To be in the club, to be in the model hub

I’m writing to ask what it means that some of the most advanced language models are available on Hugging Face’s model hub. And I’m writing to ask what it means if your language does not appear anywhere in the model hub.

What does it mean that I can download Google’s BERT, OpenAI’s GPT2 or Facebook’s M2M 100 and run them on my laptop? What does it mean that Hugging Face has made these models so easy to use that I can batch translate a whole document in just a few lines of code?

For the millions of underserved people who speak one of the top 100 languages, this is wonderful! We can translate books, translate Wikipedia and create an endless stream of educational resources.
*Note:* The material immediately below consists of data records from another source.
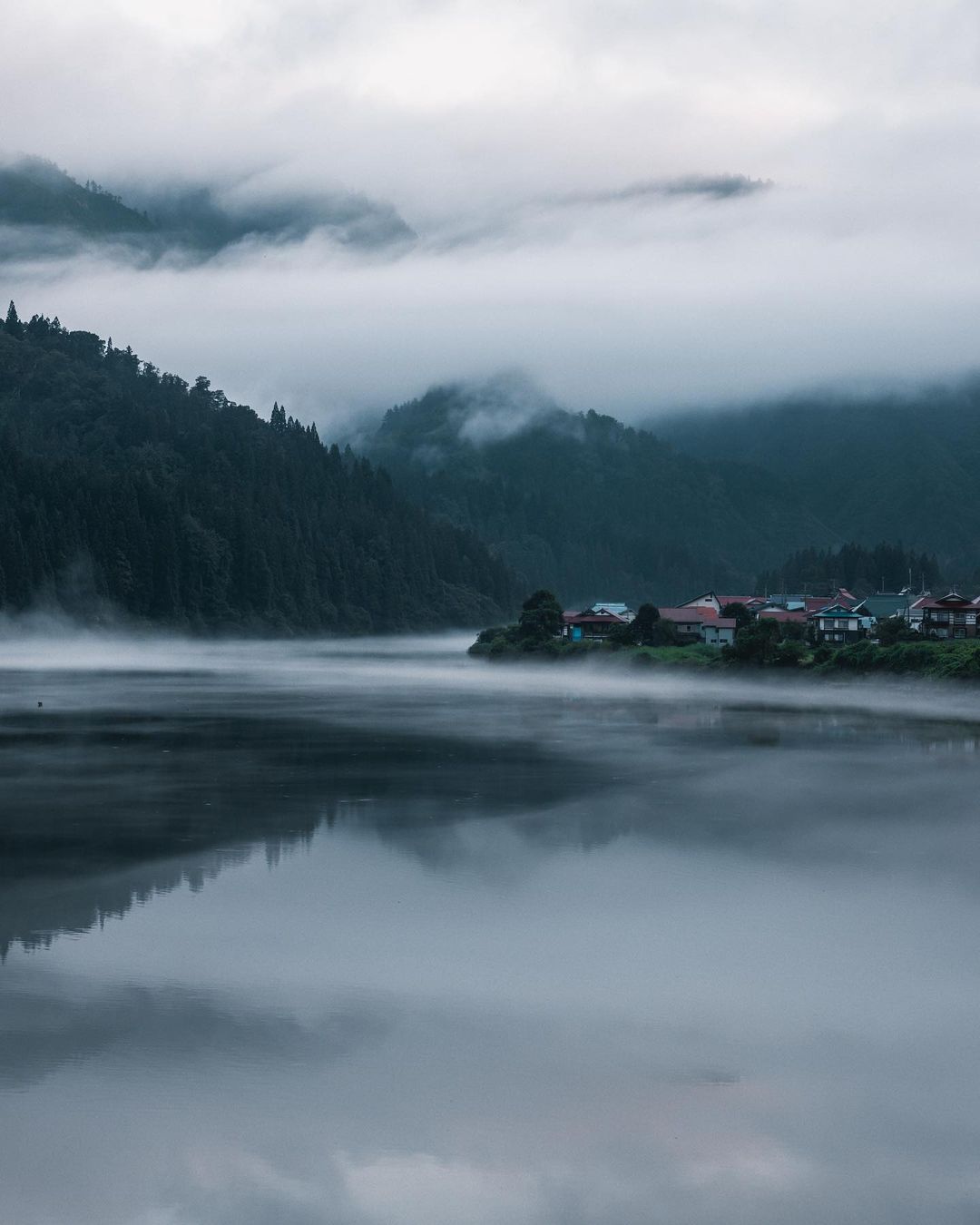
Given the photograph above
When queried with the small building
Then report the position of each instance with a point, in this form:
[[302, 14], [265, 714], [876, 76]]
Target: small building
[[949, 616], [784, 616], [689, 620], [620, 610], [708, 601], [720, 632], [837, 625], [884, 605], [591, 625], [718, 603]]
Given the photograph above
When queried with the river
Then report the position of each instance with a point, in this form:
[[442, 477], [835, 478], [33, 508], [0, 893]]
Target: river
[[373, 934]]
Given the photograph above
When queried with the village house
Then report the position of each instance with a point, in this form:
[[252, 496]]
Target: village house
[[949, 616], [837, 623], [710, 601], [720, 632], [595, 622], [690, 620]]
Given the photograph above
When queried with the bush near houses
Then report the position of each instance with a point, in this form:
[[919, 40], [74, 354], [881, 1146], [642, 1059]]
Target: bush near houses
[[648, 640]]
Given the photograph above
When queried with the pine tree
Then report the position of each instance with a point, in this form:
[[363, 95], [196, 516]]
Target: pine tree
[[13, 325]]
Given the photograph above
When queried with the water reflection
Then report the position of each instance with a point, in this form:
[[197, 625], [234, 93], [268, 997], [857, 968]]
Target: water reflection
[[403, 941]]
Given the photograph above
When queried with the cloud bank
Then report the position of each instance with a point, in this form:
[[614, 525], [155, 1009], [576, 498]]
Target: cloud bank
[[583, 184]]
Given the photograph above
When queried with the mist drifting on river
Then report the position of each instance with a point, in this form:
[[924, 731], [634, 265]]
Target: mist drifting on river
[[370, 933]]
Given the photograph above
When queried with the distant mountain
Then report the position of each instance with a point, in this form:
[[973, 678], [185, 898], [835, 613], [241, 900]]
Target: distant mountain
[[37, 192], [126, 490], [585, 505], [44, 211], [876, 468]]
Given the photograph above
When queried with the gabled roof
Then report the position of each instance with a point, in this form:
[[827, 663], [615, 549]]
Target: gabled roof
[[703, 595], [593, 619], [815, 603], [748, 601], [603, 606], [884, 604], [685, 614], [951, 601]]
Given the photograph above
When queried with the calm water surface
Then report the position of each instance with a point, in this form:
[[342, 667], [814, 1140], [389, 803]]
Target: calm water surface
[[369, 934]]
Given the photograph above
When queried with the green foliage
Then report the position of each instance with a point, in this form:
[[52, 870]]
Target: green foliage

Meanwhile the millions of people who don’t speak one of those 100 languages won’t get any new textbooks. For educational materials, they’ll remain dependent on a foreign language – usually the language of their colonizer – until they start translating.

But they can start translating! A few dedicated people could translate enough sentence pairs to train a basic machine translator. Then with back-translation, multilingual translation and other tricks, they could get it up to a respectable quality.

Will they start translating? Or will those languages wither away because they’re not in today’s top 100? What’s the significance of your language being included in these models? What does it mean if your language is not included?

Hi Eryk,

Indeed there’s a “winner takes it all phenomenon” for languages, and building models that only support the most well-resources languages participates in that trend. But so does our usage of English on this forum!

On a more positive note, the 1000+ models released by Helsinki-NLP using OPUS include some pretty low-resource languages.

Another idea would be to fine-tune BERT to translating between a low-resource language and English, making use of the low-resource language similarity with other top 100 languages. For example, the Tetun language (which I work with) is low-resource, but has similarities with both Portuguese and Indonesian, which are part of BERT. Is that something that you’ve considered?